Con vigilancia, prudencia y atención a las personas, reorganizando nuestras actividades y prioridades para estar más centrados en la escucha de todas las personas, en el mundo, a las Iglesias locales y considerando particularmente la situación de aquellos grupos y comunidades más pobres y vulnerables.

Con la creación, en marzo del pasado año, según la voluntad del Papa Francisco, de la « Comisión Vatican Covid–19 », estamos muy comprometidos en las diversas dimensiones de esta crisis sanitaria  que ha amplificado todas las otras crisis actuales y que tienen relación con los grupos de trabajo que hemos creado:

La dimensión humanitaria: las llamadas de ayudas con urgencia (en colaboración con la « Caritas Internationalis » y con otras iniciativas caritativas promovidas por otras realidades de la Santa Sede, como la Limosnería Apostólica, las Obras Misiónales Pontificias y la Farmacia Vaticana).

La dimensión de reflexión y proposición - « preparar el futuro », dice el Santo Padre para mantener la esperanza viva  (en diálogo con actores y expertos como las Academias Pontificias para la Vida, las Ciencias y las Ciencias Sociales, junto con otras varias organizaciones que ya colaboran habitualmente con el DSDHI).

La dimensión de comunicación con las Iglesias en todos los países y también con  la opinión pública (con la coordinación del Dicasterio para la Comunicación).

La dimensión de las relaciones con los Estados (en colaboración con la Secretaria del Estado del Vaticano).
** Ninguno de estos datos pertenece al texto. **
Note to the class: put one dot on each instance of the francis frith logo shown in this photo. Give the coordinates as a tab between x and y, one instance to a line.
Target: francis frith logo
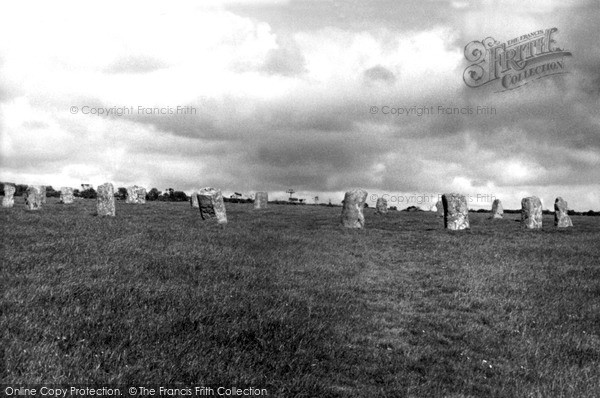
514	63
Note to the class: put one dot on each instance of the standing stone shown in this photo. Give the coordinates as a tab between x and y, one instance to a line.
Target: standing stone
497	209
9	195
381	206
561	217
105	203
194	199
439	208
131	195
141	195
352	211
33	196
66	195
456	211
260	200
210	202
531	212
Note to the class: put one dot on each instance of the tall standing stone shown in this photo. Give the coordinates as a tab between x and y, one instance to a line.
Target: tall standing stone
456	211
105	202
352	211
381	206
210	202
194	199
260	200
131	195
561	216
33	196
66	195
531	212
439	206
9	195
497	209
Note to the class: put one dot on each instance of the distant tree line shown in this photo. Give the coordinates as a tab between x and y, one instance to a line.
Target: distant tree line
170	195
La dimensión de búsqueda de fondos para ayudar y hacer vivir la misión.

Esas dimensiones son determinantes en la misión del Dicasterio y de la propia Comisión porque entendimos que muchos están esperando una ayuda y un mensaje de esperanza en este contexto complejo y muy inquietante.

El 20 de marzo se va a cumplir un año de la creación en su Dicasterio y a petición del Papa Francisco, de La Comisión Vaticana Covid-19 (#VaticanCovidCommission)  para "preparar el futuro", esto es promover análisis y la reflexión respecto a los desafíos socioeconómicos del futuro y propuesta y criterios para afrontarlos. Usted es uno de sus principales coordinadores. ¿Cuál es el balance que hace de la respuesta global a la crisis?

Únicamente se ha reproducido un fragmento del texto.